My definition of “gypsy” when the word is used to describe the life I’m living right now is this: one who has no fixed place to call home, who lives in a tiny trailer, who moves from place to place, whose pets have more than one vet located in more than one state, who sometimes has the privilege of staying in someone’s driveway for a month or two or maybe even longer, who could hook up and leave in less than an hour’s time to go somewhere else.
So here’s the definitions from Dictionary.com:
- a member of a nomadic, Caucasoid people of generally swarthy complexion, who migrated originally from India, settling in various parts of Asia, Europe, and, most recently, North America.
- Romany; the language of the Gypsies.
- ( lowercase ) a person held to resemble a gypsy, especially in physical characteristics or in a traditionally ascribed freedom or inclination to move from place to place.

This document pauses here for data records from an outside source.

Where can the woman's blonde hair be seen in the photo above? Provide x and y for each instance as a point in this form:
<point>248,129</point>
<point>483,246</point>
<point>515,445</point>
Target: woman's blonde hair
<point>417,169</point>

- ( lowercase ) Informal. gypsy cab.
- ( lowercase ) Informal. an independent, usually nonunion trucker, hauler, operator, etc.
For the past six years, I’ve used the words “gypsy” and “nomad” to describe the kind of wandering I’ve done around the West Coast of the United States, ever since my home was foreclosed and I’ve been “technically” homeless. Even as a younger person with a little baby, I never wanted to “settle down” and have a house some place (we moved around a lot until the baby was 10 years old, and then I stopped in one place until he graduated from high school). I have never wanted to own a home, own property, or own lots of things that I then needed to take care of. I wanted to be free to travel around, be a nomad, move from place to place. “Coming home” always sounded like a horrible curse to me; it’s something I never wanted to do. Fine for other people, but not for me. And just because I chose to travel around the West Coast while I had my dog and cats with me instead of traveling the world without them, it doesn’t make me any less of a gypsy. It’s the wandering, nomadic, gypsy life-style that I’m describing as mine.
So, yes, I’d say I’m a gypsy. My description of the life I’m currently living fits nicely with the last part of #3 in the Dictionary.com definition above. I certainly have always had the “inclination to move from place to place” for as long as I can remember, even as a little kid (oh, do I have stories to tell!), and I doubt that it’s going away any time soon. So, whether you’re a gypsy at heart, a gypsy in “real” life, or a home-body who calls themselves a traveler but can’t get away from having a real-life house or apartment to come home to, let’s travel this road together, have some fun, eat some food, go on some adventures, and drink some coffee. Who’s with me?
What’s your definition? Do you think of gypsys as an ethnic group? As pickpockets to be aware of in Rome, Italy’s Termini Station? As a close-knit group of people who take care of their own? As people who don’t have a permanent home base somewhere, who travel around the state/country/world? Or something else entirely?
See you out there on the road, in the airport, on the bus, riding the train! Happy gypsying!